Immune complexes (IC) and vaculitis
Animal models of serum sickness, human serum sickness induced by horse immunoglobulins (anti-venoms), and the demonstration of hepatitis B surface antigen and IgM in an arterial wall of a patient with polyarteritis nodosa suggest that IC can mediate inflammatory vessel disease. In animal models, platelet activating factors and other vasoactive mediators released as part of the inflammatory and cytokine response probably induce vascular permeability. This is followed by deposition of circulating IC at the vascular endothelium, the activation of complement, and the attraction of PMNs. Indirect evidence suggests the IC-induced vasculitis may be involved in hypersensitivity vasculitis, HSP, cryoglobulinemia, and hepatitis B–associated vasculitis.

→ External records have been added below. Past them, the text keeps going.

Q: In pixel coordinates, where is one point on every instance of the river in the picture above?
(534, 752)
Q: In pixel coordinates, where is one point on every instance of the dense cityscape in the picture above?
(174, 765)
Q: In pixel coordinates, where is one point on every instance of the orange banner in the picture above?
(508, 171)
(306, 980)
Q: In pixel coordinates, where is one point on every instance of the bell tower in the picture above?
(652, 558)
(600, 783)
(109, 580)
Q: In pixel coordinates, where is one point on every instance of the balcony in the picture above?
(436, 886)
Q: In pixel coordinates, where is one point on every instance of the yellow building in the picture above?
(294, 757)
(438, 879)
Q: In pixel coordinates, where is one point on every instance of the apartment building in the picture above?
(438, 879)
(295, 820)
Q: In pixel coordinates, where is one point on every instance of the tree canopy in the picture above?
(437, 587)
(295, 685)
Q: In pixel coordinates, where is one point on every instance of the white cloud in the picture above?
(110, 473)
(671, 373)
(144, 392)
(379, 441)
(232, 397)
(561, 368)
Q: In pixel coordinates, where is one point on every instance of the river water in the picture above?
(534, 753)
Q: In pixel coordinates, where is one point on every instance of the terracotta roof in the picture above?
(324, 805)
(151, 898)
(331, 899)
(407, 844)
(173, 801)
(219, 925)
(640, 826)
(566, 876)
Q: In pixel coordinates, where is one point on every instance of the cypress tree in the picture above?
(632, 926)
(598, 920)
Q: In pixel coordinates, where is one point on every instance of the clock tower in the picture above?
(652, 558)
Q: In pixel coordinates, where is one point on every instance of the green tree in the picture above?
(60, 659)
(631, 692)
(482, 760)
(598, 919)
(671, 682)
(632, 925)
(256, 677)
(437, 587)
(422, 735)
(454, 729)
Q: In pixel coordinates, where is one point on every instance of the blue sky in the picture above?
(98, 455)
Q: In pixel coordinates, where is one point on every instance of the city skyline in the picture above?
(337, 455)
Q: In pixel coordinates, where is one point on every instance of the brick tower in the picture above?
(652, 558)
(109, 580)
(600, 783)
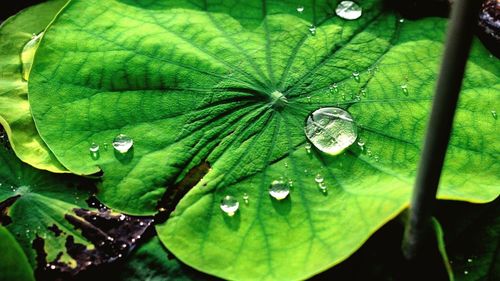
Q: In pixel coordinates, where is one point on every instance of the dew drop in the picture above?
(279, 190)
(361, 144)
(319, 178)
(122, 143)
(334, 88)
(322, 186)
(331, 130)
(94, 148)
(355, 75)
(312, 30)
(308, 146)
(348, 10)
(28, 53)
(404, 88)
(229, 205)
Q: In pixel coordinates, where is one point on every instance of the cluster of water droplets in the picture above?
(347, 10)
(121, 143)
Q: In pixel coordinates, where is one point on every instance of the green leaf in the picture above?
(35, 201)
(194, 84)
(15, 114)
(49, 217)
(151, 262)
(13, 263)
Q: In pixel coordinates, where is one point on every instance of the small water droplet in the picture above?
(334, 88)
(361, 144)
(312, 30)
(279, 190)
(322, 186)
(355, 75)
(331, 130)
(319, 178)
(229, 205)
(28, 53)
(122, 143)
(348, 10)
(404, 88)
(308, 146)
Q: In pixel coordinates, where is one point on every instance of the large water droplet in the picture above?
(308, 146)
(331, 130)
(28, 53)
(122, 143)
(229, 205)
(348, 10)
(319, 178)
(355, 75)
(279, 190)
(94, 147)
(312, 30)
(404, 88)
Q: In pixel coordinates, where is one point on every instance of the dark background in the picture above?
(11, 7)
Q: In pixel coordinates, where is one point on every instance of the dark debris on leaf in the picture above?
(175, 193)
(113, 235)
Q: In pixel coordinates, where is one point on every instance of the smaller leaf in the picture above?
(13, 263)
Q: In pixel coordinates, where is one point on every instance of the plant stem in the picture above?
(459, 38)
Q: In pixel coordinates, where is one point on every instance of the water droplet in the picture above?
(308, 146)
(94, 148)
(355, 75)
(319, 178)
(361, 144)
(322, 186)
(348, 10)
(229, 205)
(279, 190)
(122, 143)
(28, 53)
(404, 88)
(312, 30)
(331, 130)
(334, 88)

Antineutrophil Cytoplasmic Antibodies (ANCA)
ANCA are antibodies to antigens found in the cytoplasm of neutrophils. The cytoplasmic staining or c-ANCA (granulomatosis with polyangiitis) binds to proteinase 3 (PR3) found in the primary granules of the PMN. The perinuclear staining or p-ANCA (microscopic polyangiitis) binds to myeloperoxidase (MPO), another primary granule constituent which migrates to the perinuclear area with alcohol fixation of PMNs. Potentially, inflammatory cytokines induced by infections or other insults activate PMNs to release and express PR3 and MPO on the cell surface. The binding of ANCA to the neutrophil cell surface leads to further neutrophil activation and possibly enhanced binding to vascular endothelial cells with resultant vascular damage. PR3 and MPO have also been found on the surface of activated endothelial cells. Although ANCA may not be essential for the initiation of the vasculitis, they may play a role in amplifying the inflammatory vascular response.